Re: [Gems-users] Issues with collecting memory access trace for logtm microbenchmark (tm-deque)


Date: Fri, 12 Jan 2007 17:48:29 -0500
From: Shougata Ghosh <shougata@xxxxxxxxxxxxx>
Subject: Re: [Gems-users] Issues with collecting memory access trace for logtm microbenchmark (tm-deque)
Hi Dan
Thanks for your quick reply.
I run the simulations with "ruby0.setparam_str REMOVE_SINGLE_CYCLE_DCACHE_FAST_PATH true".
Doesn't that mean FAST_PATH is disabled?
So when FAST_PATH is enabled, there is no way to tell from ruby_operate() if the request is a duplicate or not? Seems like mh_memorytracer_possible_cache_miss() will return 0 for both duplicate requests as well as L1 cache hit.
Thanks
shougata


>The return value may be zero for normal hits in the l1 cache when FAST_PATH is enabled... that could also explain some of your other issues.
>
>Shougata Ghosh wrote:
>> Thanks Jayaram and Dan for your replies. I was aware that simics sends
>> memory requests to ruby more than once. What I am doing inside
>> ruby_operate() is that I only record the transaction in my trace file if
>> the return value of mh_memorytracer_possible_cache_miss(mem_op) is
>> non-zero. Does that sound ok?
>> Creating a processor set with pset_create and then binding the threads
>> to the cpus of this set kept out all the other processes from
>> interfering with my benchmark.
>> Thanks again
>> shougata
>>
>> >>> From: Dan Gibson <degibson@xxxxxxxx>
>>> Subject: Re: [Gems-users] Issues with collecting memory access trace
>>>     for logtm microbenchmark (tm-deque)

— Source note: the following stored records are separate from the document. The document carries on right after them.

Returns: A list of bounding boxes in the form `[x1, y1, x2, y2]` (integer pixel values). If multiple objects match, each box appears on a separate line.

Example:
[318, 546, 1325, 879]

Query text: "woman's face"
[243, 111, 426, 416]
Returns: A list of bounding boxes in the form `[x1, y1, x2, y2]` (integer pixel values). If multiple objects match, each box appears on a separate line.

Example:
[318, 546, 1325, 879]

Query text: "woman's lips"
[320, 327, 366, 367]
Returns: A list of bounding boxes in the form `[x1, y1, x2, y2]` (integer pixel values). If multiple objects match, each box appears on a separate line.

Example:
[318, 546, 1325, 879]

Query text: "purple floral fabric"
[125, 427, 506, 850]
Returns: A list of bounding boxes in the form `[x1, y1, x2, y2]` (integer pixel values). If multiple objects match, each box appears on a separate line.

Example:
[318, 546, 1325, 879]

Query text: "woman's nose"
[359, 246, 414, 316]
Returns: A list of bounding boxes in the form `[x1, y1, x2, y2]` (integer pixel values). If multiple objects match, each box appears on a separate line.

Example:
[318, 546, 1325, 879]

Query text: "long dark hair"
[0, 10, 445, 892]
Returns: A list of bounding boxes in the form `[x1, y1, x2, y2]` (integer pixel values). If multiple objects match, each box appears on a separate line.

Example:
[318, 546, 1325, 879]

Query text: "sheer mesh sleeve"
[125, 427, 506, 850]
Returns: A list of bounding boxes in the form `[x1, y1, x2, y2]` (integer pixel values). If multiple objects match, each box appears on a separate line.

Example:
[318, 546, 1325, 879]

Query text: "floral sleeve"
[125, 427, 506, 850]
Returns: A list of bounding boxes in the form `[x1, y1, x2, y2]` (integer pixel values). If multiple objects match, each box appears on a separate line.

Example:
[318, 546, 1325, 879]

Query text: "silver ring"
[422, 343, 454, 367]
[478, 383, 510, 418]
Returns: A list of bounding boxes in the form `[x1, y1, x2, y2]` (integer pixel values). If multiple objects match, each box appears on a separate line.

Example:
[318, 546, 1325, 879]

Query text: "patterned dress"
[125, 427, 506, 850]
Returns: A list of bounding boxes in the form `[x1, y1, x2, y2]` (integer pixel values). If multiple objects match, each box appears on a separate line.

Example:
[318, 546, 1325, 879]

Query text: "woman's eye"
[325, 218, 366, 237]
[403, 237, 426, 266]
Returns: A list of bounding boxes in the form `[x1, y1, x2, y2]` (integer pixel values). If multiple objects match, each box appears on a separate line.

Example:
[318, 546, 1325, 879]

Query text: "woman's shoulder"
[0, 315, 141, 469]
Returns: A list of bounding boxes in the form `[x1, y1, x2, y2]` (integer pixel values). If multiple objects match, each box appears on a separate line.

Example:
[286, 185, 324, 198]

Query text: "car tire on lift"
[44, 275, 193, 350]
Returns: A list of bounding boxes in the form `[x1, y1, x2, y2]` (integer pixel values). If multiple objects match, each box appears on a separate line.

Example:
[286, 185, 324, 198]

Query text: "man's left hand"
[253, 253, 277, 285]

>>> To: Gems Users <gems-users@xxxxxxxxxxx>
>>> Message-ID: <45A6459B.3030301@xxxxxxxx>
>>> Content-Type: text/plain; charset=ISO-8859-1; format=flowed
>>>
>>> Shougata,
>>> Let me take a stab at the areas that I am confident in answering
>>> correctly (eg. NOT LogTM):
>>>
>>> **Too many requests:
>>> Simics uses an "are you sure?" policy when issuing memory requests to
>>> Ruby. That is, each request is passed to ruby *twice* -- once to
>>> determine the stall time, and once when the stall time is elapsed and
>>> Simics is verifying that Ruby wants the operation to complete. These
>>> dual requests are handled in SimicsProcessor.C -- for convenience (both >>> of C++ language and for the filtering effect) you may want to move your >>> trace generation higher into Ruby's hierarchy (say, SimicsProcessor.C or
>>> Sequencer.C).
>>>
>>> **ASI:
>>> Contrary to the name, the ASI is used to specify not the process but the
>>> target address space. 128 is the vanilla address space for main
>>> memory... ASIs are detailed quite extensively in Sun's microprocessor
>>> manuals (google for "sun ultrasparc manual" and see the section on
>>> ASIs). For example, ASI 0x70 (aka 128) is ASI_BLOCK_AS_IF_USER_PRIMARY,
>>> which is for user-level accesses to main memory, ASI 0x58 is for
>>> accesses to the data TLB, 0x59 is the data TSB, etc. There is not one
>>> ASI per process.
>>>
>>> Regards,
>>> Dan
>>>
>>> Shougata Ghosh wrote:
>>>
>>> >>> >>> >>>> Hi
>>>> I am simulating 16 processor ultrasparc-iii with solaris10. I loaded
>>>> ruby (no opal) with simics. The protocol I used was
>>>> MESI_SMP_LogTm_directory and I was running tm-deque microbenchmark that
>>>> comes with GEMS. My goal was to collect the memory traces (only data
>>>> access, no instruction access) of tm-deque and analyse the trace file
>>>> offline.
>>>> Let me first give a brief overview of how I collect the traces.
>>>>
>>>> I print the clock_cycle (simics cycle), the cpu making the request, the >>>> physical address of the memory location, the type of access (r or w) and >>>> if this cpu is currently executing a xaction (logTm). The format looks
>>>> like this:
>>>>
>>>> cycle    cpu    phys_addr    type(r/w)    in_xaction
>>>>
>>>> This I print from inside ruby_operate() in ruby.c, since this function
>>>> is called for every memory access simics makes.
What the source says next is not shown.